We call on the Australian Government to support the development of a new treaty to protect our rights as we age and to actively engage with the United Nations processes working to achieve that goal.
To flourish as an inclusive, diverse and equitable society, Australia must expressly commit to valuing the human rights of older persons.
Existing treaties offer inadequate protection of our rights as we age. What protection exists is scattered and lacks a coherent focus on older persons. Focused treaties exist for other groups, including children, women and persons with disability. Treaties have helped these groups in Australia by establishing internationally endorsed frameworks to scaffold effective advocacy, legislation, accountability, and the provision of fit for purpose services.

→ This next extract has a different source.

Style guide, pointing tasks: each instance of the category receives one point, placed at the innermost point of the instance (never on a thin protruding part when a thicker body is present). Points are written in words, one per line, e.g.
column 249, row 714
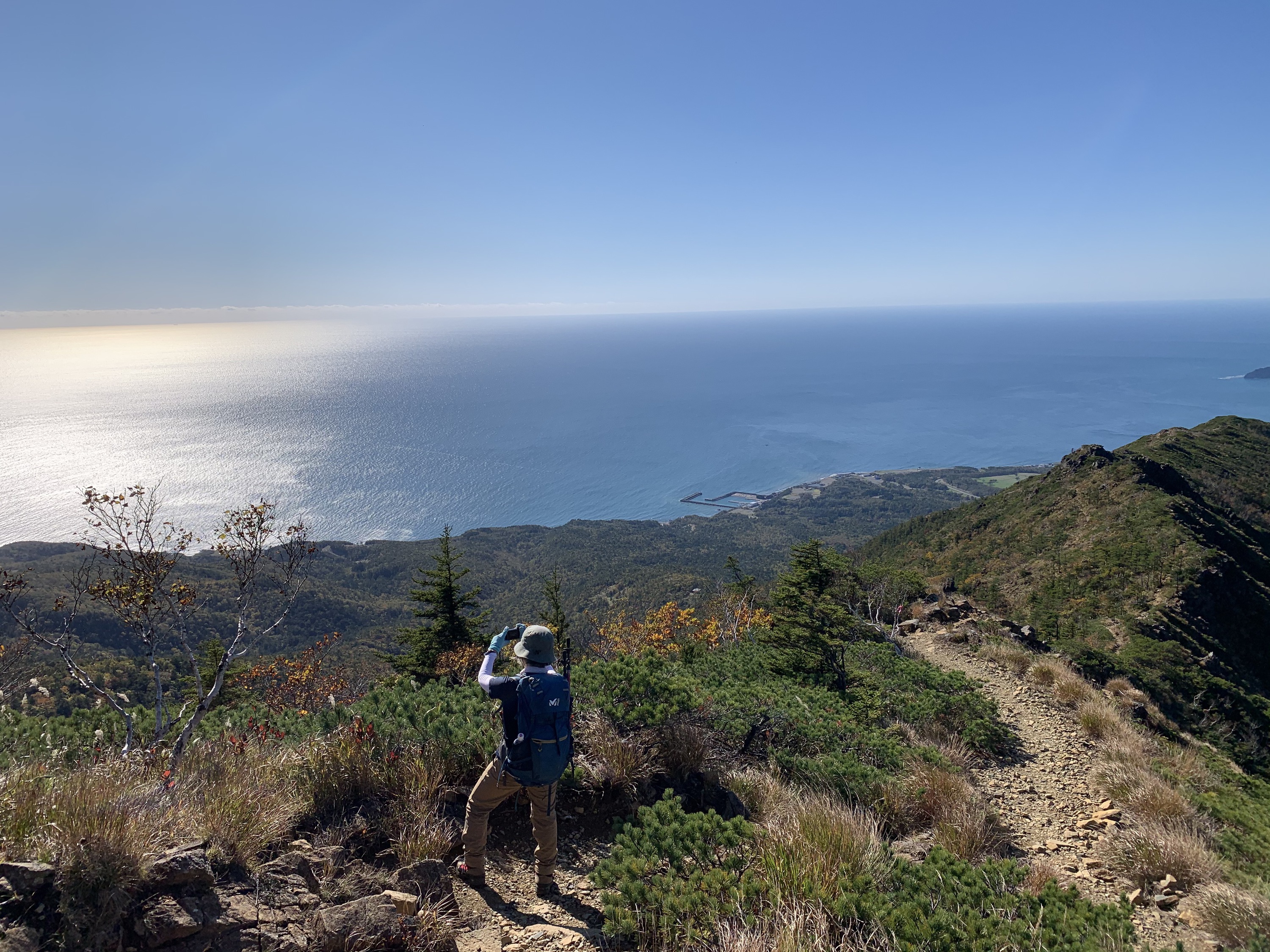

How would a treaty make a difference?
A treaty would:
- explicitly reaffirm and uphold the human rights that everyone should enjoy in older age
- celebrate age-diversity
- be an unmistakable repudiation of ageism and anchor long-term public awareness campaigns for age-diverse and ageism-aware programs
- put all participants in Australia’s political, cultural, economic and social life on notice that, as we get older, we retain our human rights to their fullest potential
- give individuals, organisations and governments a clear mandate to hold accountable those who would dismiss or devalue our rights as we age
- be a clear, internationally endorsed reminder to lawmakers that each decision they make affects all of us as we age, and uphold Australia’s past leadership on human rights instruments.
A treaty would be based on principles including equality and non-discrimination, respect for dignity, autonomy and independence, empowerment, participation in all dimensions of public life, self-fulfilment and recognition of the diversity of older persons.
In Australia, the past decade has seen substantial progress and momentum in recognising our rights as we age. Internationally, the United Nations Open-ended Working Group on Ageing (OEWGA) has meticulously explored and worked to address stakeholders’ legal, policy and practical concerns. These efforts should now be leveraged to achieve the fullest potential expression of those rights in a treaty. By 2019, the case for a convention was already compelling, but COVID-19 has given it critical urgency. The pandemic unleashed unchecked ageism and attacks on older persons’ rights domestically and globally. Existing patterns of discrimination and violation have been exacerbated and excused. In resource-diminished and resource-competitive service and care environments, older people have been afforded lower priority and treated as less worthy of services and care. In April 2023, the OEWGA will continue its consideration of the need for a treaty. The UN Human Rights Council is also considering the issue. Australia should be a clear voice in the United Nations, taking an active role in developing, negotiating and implementing a treaty.
Why the opposition?
There are three main arguments that have been used in the past to reject a specialised treaty. The first is that older persons’ rights are already sufficiently protected. We disagree. Second, opponents say that a treaty would be expensive. We disagree. Third, opponents assert that violations of older person’ rights happen because existing laws, procedures, practices and services are not properly implemented, and ageist assumptions are rarely recognised or challenged. Again, we disagree.
Call to action
Australia has been an influential leader of human rights thinking and action. We call on the Australian Government to maintain that proud tradition by:
- establishing a multi-stakeholder group in Australia, comprising older Australians from diverse backgrounds and circumstances, as well as civil society groups and frontline workers, to inform Australia’s leadership in upholding our rights as we age actively supporting and participating in the work of the UN in developing a new convention, and
- ratifying and implementing the treaty in Australian law.